Those lying on the beach in August this year didn’t need to pick up a spy thriller at the airport to be reminded of how defence and security are changing in the UK. Courtesy of Russia’s Main

Intelligence Directorate the GU (sometimes known by their old abbreviation, the GRU) the newspapers gave fascinating daily insight into the operational detail of Russian intelligence

activities. The Salisbury attack in the UK was followed by cyber attacks on UK installations and a close proximity cyber operation against the OPCW in Holland. At times, Russia’s ridiculous

denials and the almost comically inept missteps of her intelligence officers during the operations gave the appearance of farce. But the unusual level of granular information that ended up

in the US. In July, Special counsel Robert Mueller released a remarkably detailed indictment of 12 G.U. agents operating in the U.S. who appear to have significantly meddled in the 2016

Presidential election by hacking Democratic National Committee computers. The details are revelatory not because they reveal sophisticated computer hacking, but rather because, as in the UK

and Holland, the cyber techniques employed were so simple, relying on human fallibility not exotic computing capability. Taken together, the scale of Russian operations is worrying, but

perhaps even more so is the failure of the UK and the NATO members more broadly to prevent such pervasive, low-tech attacks. For a long period from the mid-1970s, Russian intelligence was

all but unable to operate in the UK. This is clearly no longer the case. The press seems to have not questioned the briefings they received. It is extraordinary that twelve years after the

assassination of Alexander Litvinenko in London, a similar operation could be allowed to happen again on UK soil. It is easy to laugh at the ineptitude of the GU, but the fact that the

Russian state is so keen to undertake widespread operations abroad – and the fact that the UK and its allies cannot prevent these attacks – should be sobering.
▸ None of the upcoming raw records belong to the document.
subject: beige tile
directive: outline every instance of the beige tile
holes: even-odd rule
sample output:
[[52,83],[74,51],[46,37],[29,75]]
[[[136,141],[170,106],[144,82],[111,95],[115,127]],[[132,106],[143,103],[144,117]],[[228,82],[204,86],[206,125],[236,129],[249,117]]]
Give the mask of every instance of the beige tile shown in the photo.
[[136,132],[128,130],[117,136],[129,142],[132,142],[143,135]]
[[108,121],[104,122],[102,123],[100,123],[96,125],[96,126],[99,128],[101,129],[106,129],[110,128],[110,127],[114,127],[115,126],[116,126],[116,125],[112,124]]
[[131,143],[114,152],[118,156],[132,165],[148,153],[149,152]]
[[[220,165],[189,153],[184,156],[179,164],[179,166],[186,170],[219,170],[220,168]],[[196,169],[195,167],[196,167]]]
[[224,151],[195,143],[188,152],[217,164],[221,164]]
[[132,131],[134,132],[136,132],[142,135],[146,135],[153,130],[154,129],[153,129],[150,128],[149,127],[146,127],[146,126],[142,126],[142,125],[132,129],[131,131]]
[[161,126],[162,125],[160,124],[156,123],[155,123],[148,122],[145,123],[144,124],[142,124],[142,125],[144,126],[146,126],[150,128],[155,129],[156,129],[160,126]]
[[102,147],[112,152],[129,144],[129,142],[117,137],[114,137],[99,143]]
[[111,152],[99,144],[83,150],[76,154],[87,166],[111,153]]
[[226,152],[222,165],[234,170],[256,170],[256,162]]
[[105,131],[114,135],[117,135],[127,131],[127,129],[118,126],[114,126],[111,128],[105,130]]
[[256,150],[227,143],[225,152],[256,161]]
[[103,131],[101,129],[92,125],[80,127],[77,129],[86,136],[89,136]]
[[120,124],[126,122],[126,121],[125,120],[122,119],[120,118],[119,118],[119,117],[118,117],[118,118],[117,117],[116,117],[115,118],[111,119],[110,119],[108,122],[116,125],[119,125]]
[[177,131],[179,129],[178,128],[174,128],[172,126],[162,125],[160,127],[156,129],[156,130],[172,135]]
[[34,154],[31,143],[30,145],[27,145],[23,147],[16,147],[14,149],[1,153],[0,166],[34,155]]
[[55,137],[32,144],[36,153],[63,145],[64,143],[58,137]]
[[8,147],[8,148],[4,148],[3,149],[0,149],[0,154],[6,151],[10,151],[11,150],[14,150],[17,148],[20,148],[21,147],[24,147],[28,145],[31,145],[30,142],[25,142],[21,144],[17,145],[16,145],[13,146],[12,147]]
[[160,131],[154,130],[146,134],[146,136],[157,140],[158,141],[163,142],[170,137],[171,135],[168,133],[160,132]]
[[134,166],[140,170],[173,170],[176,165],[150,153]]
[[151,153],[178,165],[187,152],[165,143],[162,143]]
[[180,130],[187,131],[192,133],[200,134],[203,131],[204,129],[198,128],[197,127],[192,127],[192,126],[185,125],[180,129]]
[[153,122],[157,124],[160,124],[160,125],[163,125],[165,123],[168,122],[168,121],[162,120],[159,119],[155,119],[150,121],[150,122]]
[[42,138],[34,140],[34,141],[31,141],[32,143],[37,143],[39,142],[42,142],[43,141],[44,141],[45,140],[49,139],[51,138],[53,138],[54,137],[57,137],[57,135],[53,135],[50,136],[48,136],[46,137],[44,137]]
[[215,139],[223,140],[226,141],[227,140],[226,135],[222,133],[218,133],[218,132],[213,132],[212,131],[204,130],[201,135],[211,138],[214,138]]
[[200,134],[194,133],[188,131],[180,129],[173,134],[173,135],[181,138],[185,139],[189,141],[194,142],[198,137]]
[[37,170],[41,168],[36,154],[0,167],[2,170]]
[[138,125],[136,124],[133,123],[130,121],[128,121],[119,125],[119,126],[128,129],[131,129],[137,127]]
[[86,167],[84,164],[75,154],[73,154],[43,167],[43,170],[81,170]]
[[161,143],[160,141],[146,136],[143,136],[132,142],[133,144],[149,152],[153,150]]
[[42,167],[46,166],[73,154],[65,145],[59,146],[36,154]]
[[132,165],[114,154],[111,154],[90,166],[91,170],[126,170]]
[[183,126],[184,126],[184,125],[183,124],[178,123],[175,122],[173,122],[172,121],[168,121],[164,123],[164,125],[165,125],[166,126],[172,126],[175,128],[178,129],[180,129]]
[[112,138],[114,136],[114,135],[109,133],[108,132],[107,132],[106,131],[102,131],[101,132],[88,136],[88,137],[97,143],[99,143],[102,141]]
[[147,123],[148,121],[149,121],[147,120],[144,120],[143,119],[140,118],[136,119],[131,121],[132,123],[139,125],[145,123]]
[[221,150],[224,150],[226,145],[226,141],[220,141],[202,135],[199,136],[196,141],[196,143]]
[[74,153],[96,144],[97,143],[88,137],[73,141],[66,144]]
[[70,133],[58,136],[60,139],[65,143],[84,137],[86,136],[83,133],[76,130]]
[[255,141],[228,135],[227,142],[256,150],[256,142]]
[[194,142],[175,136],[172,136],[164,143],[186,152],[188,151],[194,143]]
That the UK released the

identities of the perpetrators and the mechanics of their operations after the event should be little comfort. The NATO members have done quite well so far in organising coordinated

responses to cyber attacks. But the variety of attacks and the technological lack of sophistication raise troubling questions for NATO. NATO members are clear that cyberattacks constitute a

significant threat to the alliance, but it remains unclear on the standards for defining those threats. Cyber warfare has clearly become part of Russia’s Gerasimov Doctrine, commonly

referred to as hybrid warfare. In 2014 NATO members agreed that a cyber attack on one member could be considered an attack on the entire alliance, potentially triggering Article V. The issue

is that low level cyber attacks and other forms of hybrid war make it hard to pinpoint the aggressor or indeed to neatly define the nature of the attack. As NATO secretary general Jens

Stoltenberg put it “We live in a…completely different security environment with a more blurred line between peace and war.” The severity and frequency of attacks against individual NATO

members is currently open to debate. There are few standards beyond the actual reporting of an incident – and even within some countries, different agencies use different methods of

classifying cyber incidents. Not only does this create an issue for communicating the threat to the public and politicians, but NATO itself is trying to define strategy whilst simultaneously

trying to define the threat itself. If something doesn’t shift soon, NATO will end up either turning a blind eye to cyber attacks, or else stumbling into conflict.